遠征部隊が帰ってきたらしい。廊下の向こうに菊地原の姿を見つけて、労ってやろうと近づいた。耳のいい菊地原は随分手前であきらに気づき、おかえり!とあきらが陽気に手を挙げたところで、
「あきらさん太りましたね」
とそんなどえらい発言をかましてきたのである。
許すわけにはいかぬ。
トリオン体でもないのにビシッと体に亀裂が入ったかと思う。それくらいの衝撃だった。ぎしぎしとショックで軋む体をなんとか動かして、あきらは菊地原によろよろと近寄る。
「う、うふふ、菊地原。
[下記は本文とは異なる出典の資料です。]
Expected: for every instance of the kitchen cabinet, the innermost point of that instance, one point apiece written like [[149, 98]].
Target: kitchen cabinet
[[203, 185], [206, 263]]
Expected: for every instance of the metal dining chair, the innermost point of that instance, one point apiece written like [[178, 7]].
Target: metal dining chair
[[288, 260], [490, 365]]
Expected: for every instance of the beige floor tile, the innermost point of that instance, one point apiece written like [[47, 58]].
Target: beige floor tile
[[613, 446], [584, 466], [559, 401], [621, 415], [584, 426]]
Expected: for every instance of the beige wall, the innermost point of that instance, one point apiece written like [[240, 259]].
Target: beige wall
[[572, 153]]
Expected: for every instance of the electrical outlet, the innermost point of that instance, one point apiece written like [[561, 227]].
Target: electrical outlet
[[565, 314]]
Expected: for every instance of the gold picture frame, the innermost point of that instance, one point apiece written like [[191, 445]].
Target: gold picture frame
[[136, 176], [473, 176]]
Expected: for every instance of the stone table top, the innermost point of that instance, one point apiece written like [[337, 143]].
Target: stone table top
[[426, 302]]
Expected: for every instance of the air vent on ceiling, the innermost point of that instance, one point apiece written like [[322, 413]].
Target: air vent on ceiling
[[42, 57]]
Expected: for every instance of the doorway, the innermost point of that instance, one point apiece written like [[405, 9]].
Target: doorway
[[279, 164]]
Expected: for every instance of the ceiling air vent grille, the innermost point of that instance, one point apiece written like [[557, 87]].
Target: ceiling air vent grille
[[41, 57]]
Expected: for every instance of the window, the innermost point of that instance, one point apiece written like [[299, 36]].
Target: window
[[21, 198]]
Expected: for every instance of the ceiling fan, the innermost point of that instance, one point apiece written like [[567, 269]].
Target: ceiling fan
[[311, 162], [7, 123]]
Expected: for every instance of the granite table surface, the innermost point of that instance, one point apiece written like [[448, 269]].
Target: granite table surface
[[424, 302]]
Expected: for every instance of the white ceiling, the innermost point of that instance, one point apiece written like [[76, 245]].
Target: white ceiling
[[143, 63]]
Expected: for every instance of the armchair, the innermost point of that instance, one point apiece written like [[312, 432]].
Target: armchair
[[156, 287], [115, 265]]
知ってるんだぞーそういうこと言うのかまってほしいからだって……」
し、しおりに聞いたんだからー、と頼りない語尾で言うと、「一キロは増えてますよ」と無慈悲な言葉が返ってきた。悲しいかな、菊地原のサイドエフェクトは強化聴力。聞き分けが得意ときた。足音から大体の体重も知れると以前言われたことがある。というかわざわざ言われなくとも、己の体重の変化くらい、毎日風呂上がりに体重計に乗っているあきらが一番知っているのだ。
「……この口かっ!!!」
「いひゃいです。ぼうりょふはんはーい」
うにっと憎しみを込めて頬を抓るとよく伸びた。遠征疲れでやつれているということもなさそうだ。腹が立つほど、菊地原は元気であった。
「高遠」
「うひゃっ」
ぐりぐりと念入りに伸ばしていると後ろから声をかけられた。振り向く前に頬をつねられて体が跳ねる。
「……後輩をいじめるんじゃない」
聞き慣れた落ち着きのある声でそう言ったのは風間である。その少し後ろでは慌てた様子の歌川が控えていた。そうらそうらー、と調子がいいわりにやる気のない菊地原の声が聞こえる。
「でもでもだって菊地原がっ」
「またなにか言ったんですか」
「一キロ増えたって!!」
うううと唸るあきらをどうどうと宥めながら、歌川が「あきらさんは痩せすぎですよ。今くらいがちょうどいいですって」と当然のような口調で言う。
「う、歌川ぁ……」
感動の眼差しであきらが歌川を見る。そこへ頬への攻撃が緩んだ菊地原が、
「まああきらさんぼくより重いけどね」
「うおおお菊地原ああ」
うにーっとさっきまでより強く両頬を引っ張ったあきらの頬を、また風間がつねる。「……確かに前よりのびるな」と言ったものだから、あきらはとうとうその場に崩れ落ちた。